Wednesday, March 5, 2008

Are Your Friends Making You More Miserable?

By Christine Thackeray

Last night I was talking with a group of teenagers. Although they were focused on a single activity, there were three who refused to participate. They sat in the corner and then in the hall and eventually ended up outside. I went out to talk to them and asked why they didn't want to play. They felt that they weren't accepted and no one liked them. I know these girls well and each comes from a very difficult home, wrought with substance abuse issues, neglect and instability. After bribing them, the girls agreed to come in for five minutes. We entered the gym and the game stopped for them. Teams were changed up so they could be included and for those five crazy minutes it was great. But when the time was up, they hurried out the door to listen to a new CD in another leader's car- that was the bribe.

What really got me is that my daughter was sort of upset on the way home because she felt these three girls had pushed her and her friends away. She had asked them to play earlier and their reply was something like, "fat chance!" She thought they considered themselves too good for her.

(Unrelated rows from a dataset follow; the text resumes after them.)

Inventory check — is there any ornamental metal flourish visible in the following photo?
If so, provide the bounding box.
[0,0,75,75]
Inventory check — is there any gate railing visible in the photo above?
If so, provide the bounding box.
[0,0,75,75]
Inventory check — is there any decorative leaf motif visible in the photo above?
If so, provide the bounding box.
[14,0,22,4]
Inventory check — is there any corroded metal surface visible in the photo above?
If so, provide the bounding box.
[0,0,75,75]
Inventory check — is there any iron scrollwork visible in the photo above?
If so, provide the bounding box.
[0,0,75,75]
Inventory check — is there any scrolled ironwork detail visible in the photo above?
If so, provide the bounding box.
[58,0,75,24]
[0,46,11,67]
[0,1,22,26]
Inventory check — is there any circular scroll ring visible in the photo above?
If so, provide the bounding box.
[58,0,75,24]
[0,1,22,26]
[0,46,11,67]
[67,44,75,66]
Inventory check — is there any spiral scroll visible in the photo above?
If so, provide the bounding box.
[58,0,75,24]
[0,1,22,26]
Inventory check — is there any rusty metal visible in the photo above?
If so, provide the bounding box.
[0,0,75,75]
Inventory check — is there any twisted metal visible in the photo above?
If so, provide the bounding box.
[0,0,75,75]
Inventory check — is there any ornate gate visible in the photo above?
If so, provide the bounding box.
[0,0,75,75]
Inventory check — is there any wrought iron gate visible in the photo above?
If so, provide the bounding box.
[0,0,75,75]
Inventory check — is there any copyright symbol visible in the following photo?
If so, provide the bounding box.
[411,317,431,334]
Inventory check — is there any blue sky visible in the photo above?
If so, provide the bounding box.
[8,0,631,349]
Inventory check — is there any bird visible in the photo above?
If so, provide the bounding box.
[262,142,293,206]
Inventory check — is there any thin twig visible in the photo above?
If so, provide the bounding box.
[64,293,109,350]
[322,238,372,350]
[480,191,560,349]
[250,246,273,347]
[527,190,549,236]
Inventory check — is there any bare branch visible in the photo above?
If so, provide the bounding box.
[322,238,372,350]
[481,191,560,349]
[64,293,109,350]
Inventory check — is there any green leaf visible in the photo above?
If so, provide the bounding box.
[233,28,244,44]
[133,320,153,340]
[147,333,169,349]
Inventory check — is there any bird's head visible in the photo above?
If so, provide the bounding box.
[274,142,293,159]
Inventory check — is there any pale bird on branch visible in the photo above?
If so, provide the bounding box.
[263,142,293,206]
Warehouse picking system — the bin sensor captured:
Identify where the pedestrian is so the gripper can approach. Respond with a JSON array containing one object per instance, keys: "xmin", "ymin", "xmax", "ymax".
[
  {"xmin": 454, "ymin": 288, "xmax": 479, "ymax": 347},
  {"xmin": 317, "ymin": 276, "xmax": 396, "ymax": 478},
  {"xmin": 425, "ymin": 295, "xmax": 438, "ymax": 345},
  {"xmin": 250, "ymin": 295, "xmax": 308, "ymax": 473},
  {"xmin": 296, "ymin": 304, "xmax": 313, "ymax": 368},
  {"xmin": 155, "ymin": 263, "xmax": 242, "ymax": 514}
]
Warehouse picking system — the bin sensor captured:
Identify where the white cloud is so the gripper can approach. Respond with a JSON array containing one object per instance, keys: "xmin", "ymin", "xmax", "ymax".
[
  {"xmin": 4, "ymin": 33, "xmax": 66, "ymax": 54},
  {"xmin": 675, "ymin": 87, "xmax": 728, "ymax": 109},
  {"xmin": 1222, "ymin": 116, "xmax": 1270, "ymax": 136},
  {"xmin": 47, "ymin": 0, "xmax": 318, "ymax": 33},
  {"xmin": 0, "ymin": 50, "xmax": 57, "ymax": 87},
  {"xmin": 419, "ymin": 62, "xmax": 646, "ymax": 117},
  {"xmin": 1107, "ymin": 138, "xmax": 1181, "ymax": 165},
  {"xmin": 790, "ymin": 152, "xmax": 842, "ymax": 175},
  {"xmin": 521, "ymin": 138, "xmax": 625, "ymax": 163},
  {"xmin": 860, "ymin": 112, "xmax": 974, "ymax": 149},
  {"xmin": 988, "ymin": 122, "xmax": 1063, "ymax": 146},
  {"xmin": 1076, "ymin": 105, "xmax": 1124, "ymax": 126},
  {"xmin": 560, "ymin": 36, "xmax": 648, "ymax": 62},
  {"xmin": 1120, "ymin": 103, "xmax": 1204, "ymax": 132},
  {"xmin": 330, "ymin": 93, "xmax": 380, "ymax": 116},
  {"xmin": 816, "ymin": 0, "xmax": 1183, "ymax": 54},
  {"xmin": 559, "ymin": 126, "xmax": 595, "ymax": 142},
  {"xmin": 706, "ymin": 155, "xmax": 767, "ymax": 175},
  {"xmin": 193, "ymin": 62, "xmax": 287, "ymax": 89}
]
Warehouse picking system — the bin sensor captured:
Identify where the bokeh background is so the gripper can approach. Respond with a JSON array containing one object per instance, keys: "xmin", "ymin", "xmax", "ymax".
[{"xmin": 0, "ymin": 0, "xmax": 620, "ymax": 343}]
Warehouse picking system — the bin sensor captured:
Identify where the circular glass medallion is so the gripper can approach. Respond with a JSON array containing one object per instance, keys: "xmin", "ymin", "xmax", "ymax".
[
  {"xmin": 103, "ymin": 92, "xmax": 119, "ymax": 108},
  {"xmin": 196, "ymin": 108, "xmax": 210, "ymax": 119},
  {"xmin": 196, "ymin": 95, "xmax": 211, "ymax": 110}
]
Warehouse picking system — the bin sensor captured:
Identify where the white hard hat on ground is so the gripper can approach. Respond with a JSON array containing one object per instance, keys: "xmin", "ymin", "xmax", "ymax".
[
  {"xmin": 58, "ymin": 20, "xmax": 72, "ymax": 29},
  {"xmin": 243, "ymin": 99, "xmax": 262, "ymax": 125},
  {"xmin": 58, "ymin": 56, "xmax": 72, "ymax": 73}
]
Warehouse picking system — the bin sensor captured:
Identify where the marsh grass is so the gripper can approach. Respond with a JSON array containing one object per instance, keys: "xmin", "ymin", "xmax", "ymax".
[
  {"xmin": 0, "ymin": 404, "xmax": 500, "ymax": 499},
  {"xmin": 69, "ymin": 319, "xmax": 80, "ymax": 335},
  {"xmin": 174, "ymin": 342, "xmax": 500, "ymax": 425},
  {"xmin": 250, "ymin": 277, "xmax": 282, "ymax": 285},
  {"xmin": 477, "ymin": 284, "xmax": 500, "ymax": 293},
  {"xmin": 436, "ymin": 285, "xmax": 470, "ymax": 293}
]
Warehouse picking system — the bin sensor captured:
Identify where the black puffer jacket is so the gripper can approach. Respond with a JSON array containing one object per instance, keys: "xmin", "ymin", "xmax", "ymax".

Often when we have been hurt we become more cautious of new relationships and build up barriers to protect ourselves. We sometimes surround ourselves with people who understand us because they are equally broken. A recent study was done of 170 pairs of roommates and 153 dating couples over a three month period. The conclusion was interesting. Emotional contagion is is real. When someone has a severely depressed roommate, their mood is more likely to decline. Luckily, it is short-lived. When they change their situation, their feelings often lift. So our associations can greatly affect the way we approach life.

The scary part of the study was to find out that long-term relationships mirror each other. Often people that are negative are with another person that is negative or positive people are with someone else positive. Chris Segrin said, "I was surprised by how similar the partners' moods remained over time. I thought there'd be much more fluctuation." It would seem when a group of people living with negatives stay together, they do not change but weigh each other down.

Although it is important to have people in our life who we feel can understand our perspective, if our goal is to heal and improve, each of us must look carefully at our associations. Do we have friends that we consider healthy, who are lifting us emotionally? If not, we need to reach out or we could get stuck in our rut for a long time.